STEADMAN, Associate Judge,

concurring:

In the District of Columbia, unlike the rule at common law still in effect in the majority of American states, the normal ordinary negligence standard applies to occupiers of land:1 reasonable care under all the circumstances. Today, as I understand it, the majority holds that this standard encompasses in all cases (other than with respect to trespassers) an affirmative duty to “inspect” the premises. I think this is too sweeping a formulation.

The word “inspect”, even when coupled with the modifier “reasonable”, carries a rather powerful charge. It has been defined in ordinary American usage, as “1: to view closely and critically (as in order to ascertain quality or state, detect errors, or otherwise appraise); examine with care; scrutinize. 2: to view and examine officially (as troops or arms).” Webster’s Third New International Dictionary of the English Language Unabridged 1170 (1981). There presumably are situations and categories where the duty of a land occupier fairly includes such a concept, and indeed, *90as the majority points out, the expression has been applied, I think in somewhat a loose way, to the common-law duty owed to an invitee as opposed to a licensee. However, in my view, the correct standard (and one less apt to be misinterpreted by a jury) is generally better expressed simply in the phraseology used by the Restatement in its black-letter text; viz., that a possessor of land is subject to liability if, but only if, he or she “knows or by the exercise of reasonable care would discover the [dangerous] condition,” Restatement (Second) of Torts § 343(a) (1965), or, in the words of the old Standardized Civil Jury Instruction applicable to invitees, that the possessor is liable for dangerous conditions which “are discoverable in the exercise of ordinary care.” Standardized Civil Jury Instructions for the District of Columbia, No. 10-5 (1981).2

The latter is precisely the wording used in the revised Standardized Civil Jury Instructions, No. 10-3 (1985 Supp.) and incorporated in the trial court’s charge here.
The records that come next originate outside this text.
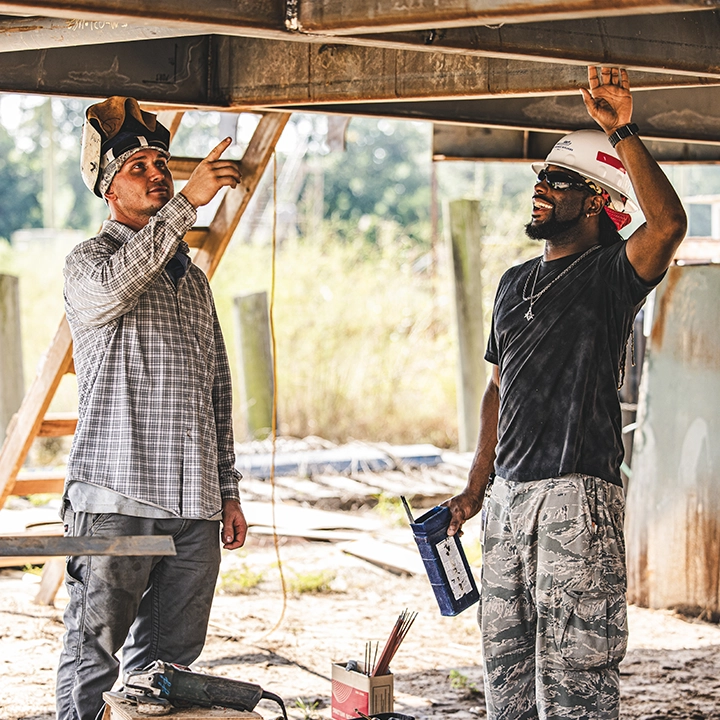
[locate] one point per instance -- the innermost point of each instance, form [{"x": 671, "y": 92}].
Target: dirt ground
[{"x": 672, "y": 669}]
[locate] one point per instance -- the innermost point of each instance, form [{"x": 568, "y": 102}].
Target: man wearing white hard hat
[
  {"x": 153, "y": 451},
  {"x": 546, "y": 472}
]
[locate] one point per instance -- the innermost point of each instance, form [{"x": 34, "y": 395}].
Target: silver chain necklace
[{"x": 529, "y": 315}]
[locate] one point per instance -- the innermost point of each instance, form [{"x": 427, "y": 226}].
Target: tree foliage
[
  {"x": 20, "y": 186},
  {"x": 383, "y": 175}
]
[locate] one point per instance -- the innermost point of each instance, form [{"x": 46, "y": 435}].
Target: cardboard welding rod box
[{"x": 353, "y": 691}]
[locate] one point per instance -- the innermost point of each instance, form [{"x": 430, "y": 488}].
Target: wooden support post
[
  {"x": 464, "y": 233},
  {"x": 252, "y": 332},
  {"x": 12, "y": 385}
]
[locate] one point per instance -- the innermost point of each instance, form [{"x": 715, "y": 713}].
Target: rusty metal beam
[
  {"x": 366, "y": 16},
  {"x": 678, "y": 43},
  {"x": 464, "y": 142},
  {"x": 681, "y": 42},
  {"x": 35, "y": 33},
  {"x": 233, "y": 72},
  {"x": 687, "y": 114},
  {"x": 253, "y": 16}
]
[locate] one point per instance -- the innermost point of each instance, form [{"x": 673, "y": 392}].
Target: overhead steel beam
[
  {"x": 253, "y": 16},
  {"x": 366, "y": 16},
  {"x": 463, "y": 142},
  {"x": 681, "y": 42},
  {"x": 226, "y": 72},
  {"x": 678, "y": 43},
  {"x": 172, "y": 71},
  {"x": 691, "y": 115},
  {"x": 35, "y": 33}
]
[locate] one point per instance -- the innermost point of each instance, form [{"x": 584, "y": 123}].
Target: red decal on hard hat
[{"x": 610, "y": 160}]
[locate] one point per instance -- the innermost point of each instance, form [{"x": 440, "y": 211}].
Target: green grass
[
  {"x": 307, "y": 708},
  {"x": 365, "y": 341},
  {"x": 461, "y": 683},
  {"x": 312, "y": 582},
  {"x": 238, "y": 580}
]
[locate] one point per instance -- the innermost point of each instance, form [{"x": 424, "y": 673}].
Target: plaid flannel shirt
[{"x": 155, "y": 418}]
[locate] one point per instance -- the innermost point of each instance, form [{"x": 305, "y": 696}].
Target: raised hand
[
  {"x": 210, "y": 175},
  {"x": 608, "y": 101}
]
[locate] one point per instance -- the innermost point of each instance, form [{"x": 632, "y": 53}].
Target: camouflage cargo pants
[{"x": 553, "y": 613}]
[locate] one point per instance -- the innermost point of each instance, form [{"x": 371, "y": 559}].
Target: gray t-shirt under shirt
[{"x": 559, "y": 407}]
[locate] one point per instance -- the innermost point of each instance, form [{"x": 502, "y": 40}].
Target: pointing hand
[{"x": 211, "y": 175}]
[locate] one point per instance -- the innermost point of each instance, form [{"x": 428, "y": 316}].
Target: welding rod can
[{"x": 445, "y": 562}]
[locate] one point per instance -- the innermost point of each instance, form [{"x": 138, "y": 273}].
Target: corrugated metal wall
[{"x": 673, "y": 506}]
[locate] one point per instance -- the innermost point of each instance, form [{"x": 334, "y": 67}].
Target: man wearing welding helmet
[
  {"x": 153, "y": 450},
  {"x": 553, "y": 608}
]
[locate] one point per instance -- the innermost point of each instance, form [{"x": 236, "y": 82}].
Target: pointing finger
[
  {"x": 592, "y": 77},
  {"x": 218, "y": 150},
  {"x": 625, "y": 81}
]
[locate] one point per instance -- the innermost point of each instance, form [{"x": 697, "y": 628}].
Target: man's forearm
[
  {"x": 469, "y": 501},
  {"x": 652, "y": 247}
]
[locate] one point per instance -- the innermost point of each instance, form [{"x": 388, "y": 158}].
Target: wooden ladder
[{"x": 32, "y": 419}]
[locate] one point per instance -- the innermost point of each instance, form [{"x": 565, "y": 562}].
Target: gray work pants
[
  {"x": 553, "y": 613},
  {"x": 154, "y": 608}
]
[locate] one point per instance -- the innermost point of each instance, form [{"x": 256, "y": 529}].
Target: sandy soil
[{"x": 672, "y": 669}]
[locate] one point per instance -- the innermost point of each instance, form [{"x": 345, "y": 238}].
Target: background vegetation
[{"x": 363, "y": 313}]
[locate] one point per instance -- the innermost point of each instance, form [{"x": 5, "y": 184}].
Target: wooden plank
[
  {"x": 30, "y": 483},
  {"x": 339, "y": 17},
  {"x": 182, "y": 167},
  {"x": 119, "y": 708},
  {"x": 391, "y": 557},
  {"x": 464, "y": 237},
  {"x": 58, "y": 425},
  {"x": 254, "y": 346},
  {"x": 34, "y": 406},
  {"x": 195, "y": 237},
  {"x": 48, "y": 545},
  {"x": 12, "y": 382},
  {"x": 296, "y": 517},
  {"x": 252, "y": 166},
  {"x": 320, "y": 535}
]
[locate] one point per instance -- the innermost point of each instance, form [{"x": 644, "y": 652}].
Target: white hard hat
[{"x": 590, "y": 154}]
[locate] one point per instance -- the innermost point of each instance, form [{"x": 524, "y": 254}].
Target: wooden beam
[
  {"x": 340, "y": 17},
  {"x": 34, "y": 406},
  {"x": 467, "y": 142},
  {"x": 39, "y": 483},
  {"x": 234, "y": 202},
  {"x": 49, "y": 545},
  {"x": 196, "y": 237},
  {"x": 182, "y": 167},
  {"x": 677, "y": 43},
  {"x": 677, "y": 114},
  {"x": 58, "y": 425}
]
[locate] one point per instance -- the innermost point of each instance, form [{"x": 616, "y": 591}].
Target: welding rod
[
  {"x": 407, "y": 509},
  {"x": 397, "y": 635}
]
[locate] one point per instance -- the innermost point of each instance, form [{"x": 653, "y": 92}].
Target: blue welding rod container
[{"x": 445, "y": 562}]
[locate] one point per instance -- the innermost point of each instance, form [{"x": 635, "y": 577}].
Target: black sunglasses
[{"x": 559, "y": 180}]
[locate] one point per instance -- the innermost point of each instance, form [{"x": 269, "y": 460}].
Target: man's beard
[{"x": 557, "y": 231}]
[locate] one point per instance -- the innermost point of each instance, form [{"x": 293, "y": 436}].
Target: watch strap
[{"x": 622, "y": 132}]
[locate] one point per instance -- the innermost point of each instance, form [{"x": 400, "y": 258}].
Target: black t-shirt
[{"x": 559, "y": 407}]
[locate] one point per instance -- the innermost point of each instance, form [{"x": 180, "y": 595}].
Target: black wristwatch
[{"x": 622, "y": 132}]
Furthermore, appellant had full opportunity to argue to the jury that that standard as applied here included a duty to inspect. What might be appropriate under the circumstances of this case would be an instruction including, as a factor for jury consideration, the possibility that the duty of care encompassed a duty to inspect in its ordinary meaning, a matter I would leave for the trial court to consider.3

I fully concur in parts I and II of the majority opinion.

. The duty of care extends beyond landowners to all occupiers, whether the feeholder, tenant or otherwise. See Prosser on Torts 386 (5th ed. 1984). The Restatement (Second) of Torts § 328 E (1965) uses the phrase "possessor of land."

. The former instruction applicable to invitees included the sentence that “the owner or occupier is not bound to discover defects which a reasonable inspection would not disclose." Carefully read, however, this sentence expressed an outside limitation on the duty of care and did not state the converse majority holding here.

. I do not address the issue whether the requested instructions in this case were sufficient, under my view of the applicable standard, to warrant reversal. Cf. District of Columbia v. Mitchell, 533 A.2d 629, 645-46 (D.C.1987).